Somewhat of a vent but advice is nice too.
So I am currently in a romantic relationship, because I really like this person. I feel a really strong connection with them so I thought a romantic relationship would work between us. Being aro hadn't been on my mind for a while but this is probably cause I hadn't done a traditional relationship in a while.
But fast forward to now and I keep getting told I'm not showing how much I care enough. I feel really guilty because I do care for them so much, and I tell them this. But they mean in more outward romantic gestures. We are going to talk things through soon but the guilt is eating me alive.
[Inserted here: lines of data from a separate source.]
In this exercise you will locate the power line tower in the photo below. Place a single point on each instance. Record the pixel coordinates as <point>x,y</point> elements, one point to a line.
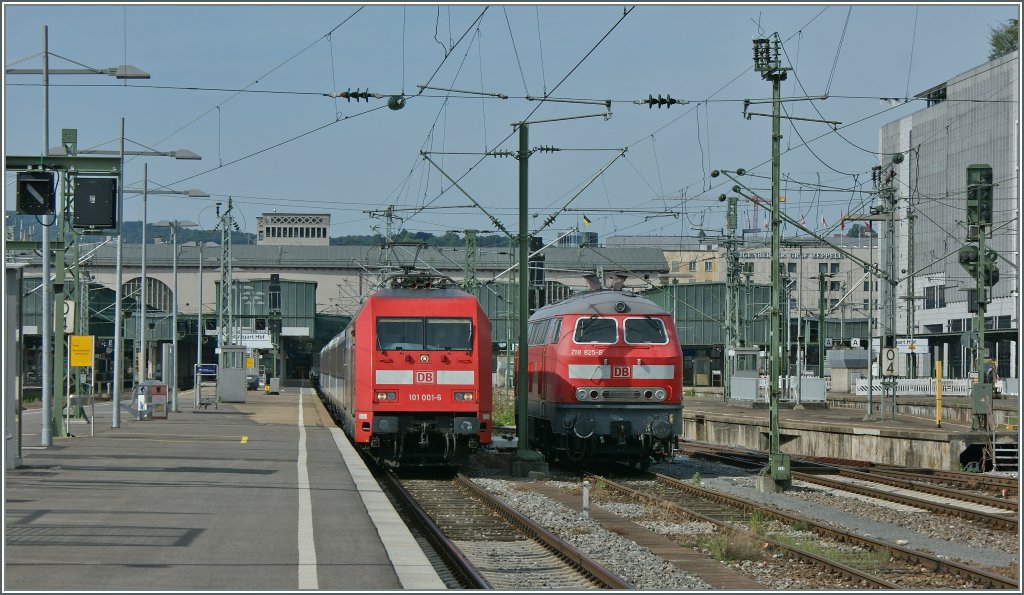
<point>224,311</point>
<point>766,61</point>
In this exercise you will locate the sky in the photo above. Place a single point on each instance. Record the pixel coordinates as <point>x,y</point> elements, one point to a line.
<point>248,88</point>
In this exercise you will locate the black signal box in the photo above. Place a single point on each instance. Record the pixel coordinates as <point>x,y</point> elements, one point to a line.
<point>95,203</point>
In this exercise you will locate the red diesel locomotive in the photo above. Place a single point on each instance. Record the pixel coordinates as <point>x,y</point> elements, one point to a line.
<point>604,379</point>
<point>410,377</point>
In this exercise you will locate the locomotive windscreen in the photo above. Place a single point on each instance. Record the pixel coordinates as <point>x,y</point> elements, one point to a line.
<point>645,332</point>
<point>595,330</point>
<point>422,334</point>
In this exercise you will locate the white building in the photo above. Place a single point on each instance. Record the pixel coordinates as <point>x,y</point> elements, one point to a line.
<point>973,118</point>
<point>293,229</point>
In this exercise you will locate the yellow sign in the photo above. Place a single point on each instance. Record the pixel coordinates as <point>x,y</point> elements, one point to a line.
<point>80,350</point>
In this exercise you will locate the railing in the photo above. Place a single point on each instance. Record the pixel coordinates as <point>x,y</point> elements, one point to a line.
<point>920,386</point>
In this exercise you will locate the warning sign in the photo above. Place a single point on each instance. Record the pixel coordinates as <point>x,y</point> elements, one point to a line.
<point>80,350</point>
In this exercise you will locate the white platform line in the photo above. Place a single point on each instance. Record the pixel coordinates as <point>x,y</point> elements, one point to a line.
<point>307,547</point>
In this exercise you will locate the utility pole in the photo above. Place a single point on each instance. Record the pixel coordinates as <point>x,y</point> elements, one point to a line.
<point>887,196</point>
<point>525,459</point>
<point>821,323</point>
<point>980,262</point>
<point>470,282</point>
<point>731,296</point>
<point>224,322</point>
<point>46,329</point>
<point>911,303</point>
<point>776,475</point>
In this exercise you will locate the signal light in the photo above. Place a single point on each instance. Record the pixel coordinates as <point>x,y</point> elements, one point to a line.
<point>35,193</point>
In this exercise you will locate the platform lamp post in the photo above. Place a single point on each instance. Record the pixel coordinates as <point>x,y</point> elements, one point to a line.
<point>181,154</point>
<point>197,194</point>
<point>174,224</point>
<point>123,72</point>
It's not that I don't do anything but it doesn't seem to be enough. I've handmade gifts and try to plan spending time with them.
The expectations of a romantic relationship are really overwhelming to me and they do know I struggle with romance as a concept and have been questioning if I'm aro for a bit now.
A shitty ex-therapists voice is in the back of my mind whenever I think about being aro, that I am somehow limiting myself, like I'm going on a diet. But now more than ever I'm beginning to realize how helpful the term aromantic is for me now. For myself and to somewhat quickly explain that romance just isn't something I can provide now matter how I try. I just hope I don't lose them because I really do care about them.
Is there a way not to feel so overwhelmingly guilty? This isn't even something I can technically help but it's eating me alive.